El porno de la indignación moral
EL TÍTULO de este artículo no es mío sino de la psicóloga Molly Crockett, quien usó esas palabras en una conferencia pronunciada el mes de mayo pasado en la Oxford Martin School. Crockett explicó que la indignación moral tuvo un origen social en parte beneficioso porque, en pequeñas comunidades, servía para prevenir daños futuros y promover la solidaridad grupal; sin embargo, en las comunidades masivas creadas por Internet y las redes sociales, la indignación moral se convierte sobre todo en un instrumento de venganzas personales, de linchamientos realizados en secreto y desde la comodidad de un sillón, de búsqueda de prestigio social y audiencia a cualquier coste, incluido el de destruir vidas ajenas. Con un añadido determinante: la psicología experimental ha demostrado que quien se indigna y castiga a otro por la violación supuesta o verdadera de una norma no lo hace por motivos morales, para evitar que la violación se repita, sino porque haciéndolo obtiene una gratificación personal —así compensa sus propias deficiencias, satisface el apetito de destrucción del otro y se presenta como un individuo virtuoso—, aunque la historia que se cuenta a sí mismo el indignado es desde luego la opuesta. Este fariseísmo tóxico es el porno de la indignación moral.

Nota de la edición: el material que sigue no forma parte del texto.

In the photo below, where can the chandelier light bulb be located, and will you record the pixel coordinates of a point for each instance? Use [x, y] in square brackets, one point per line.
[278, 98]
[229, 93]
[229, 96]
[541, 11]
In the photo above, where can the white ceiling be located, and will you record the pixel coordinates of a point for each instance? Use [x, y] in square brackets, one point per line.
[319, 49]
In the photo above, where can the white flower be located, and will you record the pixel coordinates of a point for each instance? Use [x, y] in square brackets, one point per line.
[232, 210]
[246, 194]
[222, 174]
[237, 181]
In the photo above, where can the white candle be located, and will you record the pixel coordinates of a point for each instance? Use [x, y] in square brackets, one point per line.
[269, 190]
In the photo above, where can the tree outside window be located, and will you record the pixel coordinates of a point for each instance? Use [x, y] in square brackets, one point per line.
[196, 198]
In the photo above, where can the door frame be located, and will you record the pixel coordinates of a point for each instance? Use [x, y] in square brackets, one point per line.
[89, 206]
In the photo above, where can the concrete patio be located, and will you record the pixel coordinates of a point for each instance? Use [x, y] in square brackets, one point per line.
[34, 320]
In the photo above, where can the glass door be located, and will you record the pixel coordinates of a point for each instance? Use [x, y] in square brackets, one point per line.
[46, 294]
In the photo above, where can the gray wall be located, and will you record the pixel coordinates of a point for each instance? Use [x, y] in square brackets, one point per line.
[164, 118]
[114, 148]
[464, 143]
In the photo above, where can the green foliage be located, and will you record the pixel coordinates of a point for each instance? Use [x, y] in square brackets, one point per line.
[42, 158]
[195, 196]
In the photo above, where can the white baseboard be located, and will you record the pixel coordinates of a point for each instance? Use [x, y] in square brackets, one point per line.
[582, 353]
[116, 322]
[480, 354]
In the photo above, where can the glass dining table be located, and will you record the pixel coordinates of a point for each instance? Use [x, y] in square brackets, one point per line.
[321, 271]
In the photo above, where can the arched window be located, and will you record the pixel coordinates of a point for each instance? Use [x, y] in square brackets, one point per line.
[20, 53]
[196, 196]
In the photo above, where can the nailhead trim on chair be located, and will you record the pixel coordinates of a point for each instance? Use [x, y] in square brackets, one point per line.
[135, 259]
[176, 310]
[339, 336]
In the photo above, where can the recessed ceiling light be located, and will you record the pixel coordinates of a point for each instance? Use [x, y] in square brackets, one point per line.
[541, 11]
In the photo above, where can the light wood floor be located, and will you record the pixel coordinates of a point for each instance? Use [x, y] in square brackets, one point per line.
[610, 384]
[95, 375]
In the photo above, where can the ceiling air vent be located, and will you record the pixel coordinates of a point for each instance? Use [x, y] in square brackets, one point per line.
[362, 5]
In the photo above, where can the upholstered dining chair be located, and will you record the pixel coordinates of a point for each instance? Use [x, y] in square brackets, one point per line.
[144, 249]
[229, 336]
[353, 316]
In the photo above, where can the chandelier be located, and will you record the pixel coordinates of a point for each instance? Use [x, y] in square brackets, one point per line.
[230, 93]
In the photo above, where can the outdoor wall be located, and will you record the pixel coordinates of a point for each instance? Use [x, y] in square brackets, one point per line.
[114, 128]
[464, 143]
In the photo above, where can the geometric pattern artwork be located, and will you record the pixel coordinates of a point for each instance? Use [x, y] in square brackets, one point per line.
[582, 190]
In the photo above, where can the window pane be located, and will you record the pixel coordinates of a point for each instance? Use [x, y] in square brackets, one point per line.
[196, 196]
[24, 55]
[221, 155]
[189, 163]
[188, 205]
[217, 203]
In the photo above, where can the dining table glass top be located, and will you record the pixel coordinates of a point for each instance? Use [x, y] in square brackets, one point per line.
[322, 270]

Esta sospecha se vuelve casi una certeza al comprobar que los políticos que más se indignan con la corrupción cuando no están en el poder son los que más se corrompen cuando llegan a él.
Que Crockett lleva razón lo comprobamos a diario. ¿Cuál es el fenómeno que más indignación moral causa en España? La corrupción, por supuesto, y en particular la corrupción de los políticos. Lo extraordinario es que esto no ocurre en un país fundamentalmente honesto, sino en un país fundamentalmente corrupto, un país de pícaros en el que quien paga sus impuestos pudiendo no pagarlos es un tonto del culo; cosa que invita a sospechar que quienes más se enfurecen con los políticos corruptos, exhibiendo su virtuosa indignación moral, no lo hacen porque esos políticos hayan robado a manos llenas, sino porque no han podido hacerlo ellos. Esta sospecha se vuelve casi una certeza al comprobar que los políticos que más se indignan con la corrupción cuando no están en el poder son los que más se corrompen cuando llegan a él: es lo que ocurrió a mediados de los noventa con el PP de Aznar, que tomó el poder indignadísimo por la corrupción del PSOE de González y con los años se ha convertido en la quintaesencia de la corrupción, y es lo que, si no se cambian las leyes que la alientan o facilitan, ocurrirá cuando Ciudadanos, el PSOE o Podemos lleguen al poder. En cuanto a Internet y las redes sociales, es indudable que nos han deparado beneficios fabulosos, pero también que han dado voz, además de a personas más o menos cuerdas y decentes, a millones de perturbados, canallas, analfabetos funcionales, psicópatas de manual, tontos cultos, enfermos de rencor, locos peligrosos y malnacidos irredentos; no es que estos indeseables no existieran antes —una de las formas más necias y bien vistas de la indignación moral es la que clama contra las ilusorias maldades universales del presente en nombre de las ilusorias bondades universales del pasado—, sino que antes existían filtros para ellos y casi sólo envenenaban a sus familias y amigos (quizá ni eso, porque sus familias y amigos los conocían y no les hacían ni puñetero caso), mientras que ahora pueden envenenar a medio mundo (que no los conoce y por eso les hace caso). En fin, para acabar de una vez con el prestigio acrítico e hipócrita de la indignación moral bastaría con ver grabaciones de mítines de Hitler y Mussolini, siempre furiosamente indignados con el mundo, o con recordar que el periodista que desde hace décadas mejor se indigna en España es Federico Jiménez Losantos. Porno duro.
Todo esto no significa, claro está, que a veces la indignación no sea inevitable, natural o necesaria; significa que hay que desconfiar de la indignación, empezando por la propia, y en especial de los indignados profesionales: suelen ser unos profesionales de la indecencia. Significa sobre todo que, frente a la arrogancia exhibicionista de quien se indigna ante el vicio para alardear de su propia virtud, está la humildad de quien practica la virtud en secreto, que es la única forma de practicarla.